Ich muss mir ja nicht was einfallen lassen und denken, das und das ist gerade hip, dann mach ich das mal, das merkt der Kunde ja auch. Ich finde, man sollte grundsätzlich im Leben immer das machen, wovon man überzeugt ist. Man kann ja nicht in die Köpfe der anderen gucken. In seinen eigenen kann man schauen, aber man muss auch den Mut haben, es zu machen…

Eigene Interessen als Job zu machen ist doch schon ein Privileg?

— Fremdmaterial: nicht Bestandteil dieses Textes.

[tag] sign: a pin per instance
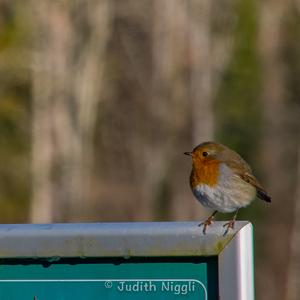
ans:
(125, 261)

Das ist ja auch das, was am meisten Sinn macht, denn dann ist es auch am glaubhaftesten. Ich muss mir ja nicht was einfallen lassen und denken das und das ist gerade hip, dann mach ich das mal, das merkt der Kunde ja auch. Ich finde, man sollte grundsätzlich im Leben immer das machen, wovon man überzeugt ist. Man kann ja nicht in die Köpfe der anderen gucken. In seinen eigenen kann man schauen, aber man muss auch den Mut haben, es zu machen…

 

Während des Gesprächs mit Mathias Maaß bestätigt sich unser Eindruck, ein Idealist sitzt vor uns, der das tut, was er für richtig hält. Eigentlich variiert hier alles. Angebote und Öffnungszeiten werden überdacht, was funktioniert, was funktioniert nicht. Das Tofazz, sehen wir, ist ein interessanter Laden, in und um den es Vieles zu entdecken gibt. Nicht nur die Bioprodukte sind eine Alternative zu anderem, was im Stadtteil Hemelingen angeboten wird, sondern das Gesamtkonzept ist etwas Besonderes. Das Probieren und Variieren zeigt sich auch durch seine Zusammenarbeit mit dem Bürgerhaus Hemelingen über die Grenzen des Ladens hinaus im Rahmen der diesjährigen Gestaltung der Jazzahead, andersherum nimmt er Ideen von außen auf, indem er Künstlern die Gelegenheit gibt, in seinem Laden ihre Kunstwerke auszustellen.
Das bereichert das Gesamtbild, und schafft neue Sichtweisen, Kontakte. Einmal jährlich wird an die Künstler der Tofazz-Kunstpreis verliehen. Auch die Nachbarschaft mit einzubeziehen war von Anfang an eine seiner Hauptideen, also bietet er mittlerweile einen Tofazz-Stammtisch an, eine Gelegenheit zum Zusammensitzen, zum Austausch. Das kann man eigentlich irgendwie immer in diesem Laden, egal zu welcher Zeit man hier reinkommt, gemütliche Sitzgelegenheiten, die angenehme Atmosphäre mit Musik und Angebote wie Samstags-Frühstück, kleine Snacks, hergestellt aus eigenem Sortiment, nette, zugewandte Leute, das alles macht für uns einen sehr einladenden Eindruck. Gitarre und Keyboard stehen bereit, falls jemand selbst in die Tasten oder Saiten hauen will. Wir denken, dieses alternative Angebot könnte ein Beginn sein, alte Strukturen aufzubrechen. Es ändert sich gerade Vieles in Hemelingen, und Neues auszuprobieren ist unserer Meinung nach immer eine Bereicherung.